A hand struggles to write in a journal while a ghostly hand from the past writes with ease. Progressing symptoms. Handwriting

The Hurt of Horrible Handwriting

Parkinson’s disease (PD) has taken a lot from me as a person. It is definitely more of a taker than a giver in that sense. Some of the things it has taken away from me include:

  1. My mobility
  2. My dignity
  3. My career and financial autonomy
  4. My friendships
  5. My ability to plan and predict my day
  6. My sleep ability

This list is not exhaustive. I am not naive. I understand as the disease progresses, so will the list of losses that I encounter. The list will become more gruesome and more painful to witness and bear. But alas, that is the nature of this beast.

Mourning micrographia

Evidently, the losses listed above are the more obvious ones. But, one loss that I have encountered which was most unexpected is losing the ability to write.

Do not underestimate the grief this single loss can carry. The fancy schmancy medical mumbo-jumbo term for this is micrographia, which loosely interprets to mean smaller handwriting. But that is not entirely accurate. It is not just smaller in size ... it is just plain hideous handwriting now.1

The loss of journalling

In my experience with PD, over the years, my ability to write has been destroyed by this disease. Parkinson’s had a dastardly impact on my handwriting. A bitter, bitter blow indeed. In my head, when I hold a pen and attempt to write, I delude myself into thinking I still retain the fluency, calligraphic style, and panache I once had. But what appears on the paper fills me with disgust and disdain.

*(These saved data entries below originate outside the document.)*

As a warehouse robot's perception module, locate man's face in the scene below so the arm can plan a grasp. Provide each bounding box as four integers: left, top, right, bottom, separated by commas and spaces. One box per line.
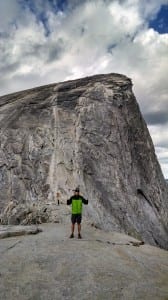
75, 191, 79, 196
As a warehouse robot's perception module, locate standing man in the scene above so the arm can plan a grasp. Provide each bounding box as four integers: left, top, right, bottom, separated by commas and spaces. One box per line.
56, 192, 60, 205
67, 187, 88, 239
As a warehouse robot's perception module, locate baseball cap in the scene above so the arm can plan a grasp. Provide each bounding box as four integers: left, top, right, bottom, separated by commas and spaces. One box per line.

My handwriting nowadays is an illegible drunken scrawl. Indecipherable to me and to anyone else who is unlucky enough to read it. Hieroglyphics is easier to read than the gobbledygook I produce with a pen.

From the age of 16, I fastidiously maintained the art of journaling. I found it provided a therapeutic benefit for me and I always found joy in revisiting old entries and tracing the emotional experiences I had encountered. But with the aggressive appearance of micrographia, I have had my passion for journaling thwarted and stolen from me.

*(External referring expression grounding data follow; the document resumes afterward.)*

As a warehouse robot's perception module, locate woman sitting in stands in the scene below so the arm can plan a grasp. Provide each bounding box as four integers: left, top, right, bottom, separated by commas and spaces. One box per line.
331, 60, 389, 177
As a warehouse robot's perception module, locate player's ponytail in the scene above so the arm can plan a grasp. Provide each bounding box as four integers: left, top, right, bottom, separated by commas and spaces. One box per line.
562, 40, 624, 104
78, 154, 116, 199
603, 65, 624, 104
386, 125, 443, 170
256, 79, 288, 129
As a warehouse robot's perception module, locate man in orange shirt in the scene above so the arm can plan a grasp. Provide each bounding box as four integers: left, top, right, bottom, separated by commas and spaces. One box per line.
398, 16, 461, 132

There is no substitute for handwriting

I recall being able to write so beautifully once upon a time. My letters were clear, curvy, and lucid. Ks looked like Ks. Gs looked like Gs ... yadda, yadda. Whereas now my writing looks like a 2-year-old child's illegible scribbles. You would never guess that the writer of those (supposed) words has a degree and a Master's in Education. The writing looks more like the ramblings of an utterly mad person *sob*.

Admittedly, I could adapt and pivot and continue my love of chronicling my emotions and experiences by using a computer. But there is something almost visceral and grounding in holding and swirling a pen on paper.

It is a kinaesthetic experience, which is immensely rewarding and cathartic. It is akin to reading and handling a physical book, rather than reading one on an E-reader. There is no adequate substitute for it.

Is there a solution?

Whenever I get exasperated by my basic inability to write legibly. I often find myself wondering ... is there a solution to my problem? If man can visit the moon, then surely there must be some sort of gadget or gizmo which can help resuscitate and enliven my former (dormant) ability to write.

Perhaps, I need to create a new neural pathway for my writing ability. I must accept the old pathway is defunct and has withered away and therefore I must relearn the crucial skill of being able to write. But is that even a possibility?

Taking valuable things for granted

Nevertheless, there is a lesson in all this. Parkinson’s loves teaching me life lessons whether I like it or not. The truth is, I took my ability to write for granted. I picked up a pen, swirled it, and clear and coherent words magically appeared. I assumed that this would be a lifelong ability that I would possess.

How could I possibly lose this? But, it is only by losing it, that I have been able to truly cultivate sincere and genuine gratitude for the gift of this skill. But why is it that I have to lose something before I can fully comprehend the true worth of that thing? Why can’t I value something before l lose it?